In Spring 2021, we moved to protect our entire student population with multi-factor authentication (MFA). We rolled out MFA to more than 47,000 students in five waves, with the last group of accounts activated on April 9, 2021. As of today, 100% of SJSU accounts are protected with MFA.
Our data shows that MFA works at SJSU. From September 2020 to February 2021, just before the student rollout, MFA blocked access almost 100,000 times, which is 4.6% of all attempted logins during that time span. Recently, other campuses without MFA have been attacked through unprotected student accounts.
Protecting our student accounts with MFA is a major part of our strategy to be one of the most secure campuses in the country. Attackers have started playing the long game. They’re gaining access to student accounts, targeting people majoring in fields that are high income or who may have access to valuable research. Once they have passwords that work and access they can use, they wait five, ten, or more years to use that access to ransom user data or get into secure corporate systems.
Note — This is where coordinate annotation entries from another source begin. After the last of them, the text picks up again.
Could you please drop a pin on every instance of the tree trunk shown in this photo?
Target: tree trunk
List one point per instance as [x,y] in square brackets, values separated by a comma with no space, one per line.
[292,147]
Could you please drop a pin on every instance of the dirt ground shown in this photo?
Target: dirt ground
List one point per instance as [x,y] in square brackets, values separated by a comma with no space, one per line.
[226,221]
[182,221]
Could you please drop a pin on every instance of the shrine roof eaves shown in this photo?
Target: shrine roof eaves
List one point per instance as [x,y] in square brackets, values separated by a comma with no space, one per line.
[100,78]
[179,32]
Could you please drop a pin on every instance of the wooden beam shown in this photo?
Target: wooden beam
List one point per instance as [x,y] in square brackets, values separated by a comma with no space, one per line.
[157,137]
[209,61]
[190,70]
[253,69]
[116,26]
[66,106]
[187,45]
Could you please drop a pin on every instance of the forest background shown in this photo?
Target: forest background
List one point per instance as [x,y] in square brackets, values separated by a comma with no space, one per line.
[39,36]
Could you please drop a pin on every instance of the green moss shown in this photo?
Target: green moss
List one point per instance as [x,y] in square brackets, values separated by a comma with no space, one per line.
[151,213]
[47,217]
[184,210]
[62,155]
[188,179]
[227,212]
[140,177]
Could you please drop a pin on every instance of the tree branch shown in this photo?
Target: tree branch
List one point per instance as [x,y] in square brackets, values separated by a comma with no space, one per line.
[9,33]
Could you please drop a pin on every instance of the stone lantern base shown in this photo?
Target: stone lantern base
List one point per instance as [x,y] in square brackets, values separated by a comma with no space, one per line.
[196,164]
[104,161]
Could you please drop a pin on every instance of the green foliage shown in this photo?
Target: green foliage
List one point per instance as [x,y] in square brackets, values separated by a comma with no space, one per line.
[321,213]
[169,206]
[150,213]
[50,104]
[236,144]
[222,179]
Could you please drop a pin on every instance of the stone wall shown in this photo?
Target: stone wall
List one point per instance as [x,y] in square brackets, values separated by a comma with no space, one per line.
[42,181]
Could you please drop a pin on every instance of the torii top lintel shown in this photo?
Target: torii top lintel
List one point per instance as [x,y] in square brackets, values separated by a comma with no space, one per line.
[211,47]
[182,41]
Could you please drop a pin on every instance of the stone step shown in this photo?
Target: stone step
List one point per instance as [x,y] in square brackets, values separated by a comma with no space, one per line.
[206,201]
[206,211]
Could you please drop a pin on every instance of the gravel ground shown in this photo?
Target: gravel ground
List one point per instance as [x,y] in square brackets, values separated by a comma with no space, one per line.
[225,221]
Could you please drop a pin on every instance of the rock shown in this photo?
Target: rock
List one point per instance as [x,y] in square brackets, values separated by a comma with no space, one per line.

MFA for our students isn’t just about protecting them while they’re on campus, but protecting them when they’re alumni.
There are lots of people in SJSU IT who worked on this rollout, but we couldn’t have done it without the support of Student Affairs, especially Robb Drury and Bonnie Sugiyama. I want to call out Maggie Panahi, Jason Ferguson, Sharon Watkins, Alfred Eclipse, Tristan Orlino, Andy Trembley, and James Anderson for their contributions.